Selain itu, banyak masukan yang diterima Komisi III terkait perlunya lembaga khusus yang bertanggung jawab mengelola aset sitaan. Menurut Habiburokhman, usulan tersebut muncul karena pengelolaan aset memerlukan kompetensi tersendiri, sehingga perlu dikaji apakah cukup ditangani oleh institusi yang selama ini menjalankan fungsi penyidikan dan penuntutan atau memerlukan mekanisme kelembagaan yang lebih spesifik.
Komisi III juga masih mengkaji nomenklatur yang akan digunakan dalam regulasi tersebut. Salah satu pandangan yang berkembang menyebutkan istilah Asset Recovery lebih mencerminkan keseluruhan proses yang diatur dalam RUU, mulai dari penerimaan informasi, penyelidikan, pemeriksaan, penuntutan, hingga pelaksanaan putusan. Sementara itu, istilah “perampasan aset” dinilai hanya menggambarkan tahapan akhir dari rangkaian proses tersebut.
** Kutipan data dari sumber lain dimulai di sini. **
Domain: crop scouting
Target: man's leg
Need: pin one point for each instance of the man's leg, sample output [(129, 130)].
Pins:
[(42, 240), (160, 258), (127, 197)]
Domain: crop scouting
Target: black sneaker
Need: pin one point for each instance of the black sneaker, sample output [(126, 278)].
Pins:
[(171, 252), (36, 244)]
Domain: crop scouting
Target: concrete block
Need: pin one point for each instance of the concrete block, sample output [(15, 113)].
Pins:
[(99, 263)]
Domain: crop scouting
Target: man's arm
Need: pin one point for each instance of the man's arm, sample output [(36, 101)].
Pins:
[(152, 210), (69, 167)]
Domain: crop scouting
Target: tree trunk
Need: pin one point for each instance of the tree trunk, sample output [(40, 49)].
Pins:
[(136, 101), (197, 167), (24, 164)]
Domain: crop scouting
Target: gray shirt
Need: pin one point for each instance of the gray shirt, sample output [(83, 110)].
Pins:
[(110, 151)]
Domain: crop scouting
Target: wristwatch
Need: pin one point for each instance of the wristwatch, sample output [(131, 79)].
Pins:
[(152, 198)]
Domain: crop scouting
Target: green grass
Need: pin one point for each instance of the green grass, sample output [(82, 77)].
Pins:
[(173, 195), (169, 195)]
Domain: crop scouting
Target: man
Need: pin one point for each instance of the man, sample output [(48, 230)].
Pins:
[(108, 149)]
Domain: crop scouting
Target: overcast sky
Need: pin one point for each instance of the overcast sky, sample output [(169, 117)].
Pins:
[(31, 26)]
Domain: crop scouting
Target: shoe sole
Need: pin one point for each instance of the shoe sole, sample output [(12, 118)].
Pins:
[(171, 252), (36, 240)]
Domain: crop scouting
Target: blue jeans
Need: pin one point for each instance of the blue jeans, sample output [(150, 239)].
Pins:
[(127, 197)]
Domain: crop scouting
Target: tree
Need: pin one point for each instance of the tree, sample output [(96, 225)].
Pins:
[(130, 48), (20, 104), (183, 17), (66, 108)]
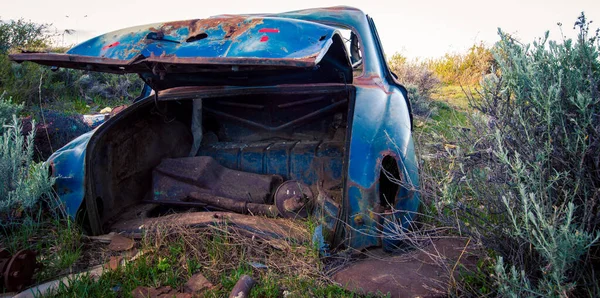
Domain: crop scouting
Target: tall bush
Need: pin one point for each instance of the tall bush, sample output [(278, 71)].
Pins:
[(525, 178), (543, 116), (22, 182)]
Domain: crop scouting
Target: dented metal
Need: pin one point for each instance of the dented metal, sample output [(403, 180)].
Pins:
[(266, 78)]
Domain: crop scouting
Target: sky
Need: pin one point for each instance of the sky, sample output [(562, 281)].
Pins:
[(416, 29)]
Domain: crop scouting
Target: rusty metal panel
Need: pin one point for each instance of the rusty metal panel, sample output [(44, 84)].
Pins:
[(230, 43), (174, 179)]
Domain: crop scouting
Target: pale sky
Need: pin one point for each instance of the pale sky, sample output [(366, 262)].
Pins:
[(420, 28)]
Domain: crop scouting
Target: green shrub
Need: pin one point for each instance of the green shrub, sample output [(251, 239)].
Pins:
[(23, 35), (419, 81), (525, 177), (22, 182), (464, 69), (544, 112)]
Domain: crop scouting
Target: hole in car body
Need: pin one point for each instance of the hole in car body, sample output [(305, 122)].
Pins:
[(154, 155)]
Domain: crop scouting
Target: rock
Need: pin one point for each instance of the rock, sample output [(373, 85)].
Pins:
[(416, 274), (197, 283), (161, 292), (106, 110), (107, 238), (120, 243), (114, 262)]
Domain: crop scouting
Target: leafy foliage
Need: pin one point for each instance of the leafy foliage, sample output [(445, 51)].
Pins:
[(22, 182), (464, 69), (419, 81), (525, 176), (23, 35)]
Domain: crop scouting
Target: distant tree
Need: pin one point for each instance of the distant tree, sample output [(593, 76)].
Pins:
[(21, 34)]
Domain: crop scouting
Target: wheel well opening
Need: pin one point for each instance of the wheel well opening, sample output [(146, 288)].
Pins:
[(389, 182)]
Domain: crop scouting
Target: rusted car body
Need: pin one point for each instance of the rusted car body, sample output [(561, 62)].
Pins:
[(262, 100)]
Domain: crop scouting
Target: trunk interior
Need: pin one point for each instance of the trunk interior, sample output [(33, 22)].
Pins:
[(164, 148)]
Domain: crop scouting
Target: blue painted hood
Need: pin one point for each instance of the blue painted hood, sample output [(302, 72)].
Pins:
[(236, 45)]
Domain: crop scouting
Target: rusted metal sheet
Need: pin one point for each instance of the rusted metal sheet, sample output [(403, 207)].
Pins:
[(261, 227), (174, 179), (378, 112), (231, 44)]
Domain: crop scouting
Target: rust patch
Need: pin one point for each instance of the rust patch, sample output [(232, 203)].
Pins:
[(234, 26)]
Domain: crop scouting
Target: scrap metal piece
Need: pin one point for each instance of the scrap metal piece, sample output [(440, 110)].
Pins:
[(235, 206), (252, 226), (174, 179), (243, 287), (292, 199)]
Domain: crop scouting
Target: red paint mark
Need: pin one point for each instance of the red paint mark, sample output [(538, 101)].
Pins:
[(114, 44), (269, 30)]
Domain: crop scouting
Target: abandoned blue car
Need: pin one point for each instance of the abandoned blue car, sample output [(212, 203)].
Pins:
[(288, 115)]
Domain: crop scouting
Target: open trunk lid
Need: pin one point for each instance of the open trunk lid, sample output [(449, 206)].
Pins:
[(226, 50)]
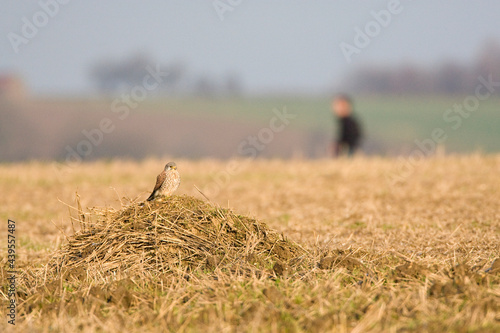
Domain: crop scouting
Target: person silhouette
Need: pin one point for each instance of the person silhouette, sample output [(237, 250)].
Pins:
[(349, 129)]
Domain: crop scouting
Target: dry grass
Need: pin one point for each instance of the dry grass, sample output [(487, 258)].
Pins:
[(379, 256)]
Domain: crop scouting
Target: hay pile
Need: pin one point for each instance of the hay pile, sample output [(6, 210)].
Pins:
[(180, 232)]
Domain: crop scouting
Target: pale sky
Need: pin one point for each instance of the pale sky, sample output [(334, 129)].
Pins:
[(276, 45)]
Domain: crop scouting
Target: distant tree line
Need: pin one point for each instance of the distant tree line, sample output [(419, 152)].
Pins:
[(112, 77), (447, 78)]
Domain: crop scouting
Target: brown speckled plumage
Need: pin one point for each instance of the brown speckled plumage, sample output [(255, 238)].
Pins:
[(167, 182)]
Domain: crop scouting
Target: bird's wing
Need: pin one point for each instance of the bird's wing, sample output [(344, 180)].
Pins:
[(159, 180)]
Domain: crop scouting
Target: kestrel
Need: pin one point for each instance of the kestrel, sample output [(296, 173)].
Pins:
[(167, 181)]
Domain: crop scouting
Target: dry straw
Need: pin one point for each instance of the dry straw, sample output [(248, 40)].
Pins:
[(179, 232)]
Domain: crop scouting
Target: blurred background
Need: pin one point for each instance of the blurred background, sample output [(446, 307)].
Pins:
[(88, 80)]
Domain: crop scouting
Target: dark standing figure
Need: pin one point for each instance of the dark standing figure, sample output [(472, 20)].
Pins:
[(349, 131)]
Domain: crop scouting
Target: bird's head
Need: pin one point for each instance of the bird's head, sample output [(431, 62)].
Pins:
[(170, 166)]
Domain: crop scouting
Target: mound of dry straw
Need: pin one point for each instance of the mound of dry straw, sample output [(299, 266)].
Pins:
[(179, 232)]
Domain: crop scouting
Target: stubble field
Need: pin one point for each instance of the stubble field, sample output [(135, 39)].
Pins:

“Kalau ingin membuat undang-undang yang mengatur secara komprehensif mulai dari penyelidikan, pemeriksaan, penuntutan sampai eksekusi, seharusnya namanya Asset Recovery atau pemulihan aset. Perampasan aset hanyalah tahapan akhir dari keseluruhan proses tersebut. Tetapi ini belum diputuskan. Kita masih akan terus mendengar pandangan masyarakat dan nantinya dibahas oleh anggota Komisi III yang menyusun serta membahas RUU tersebut,” jelas Politisi Fraksi Partai Gerindra ini.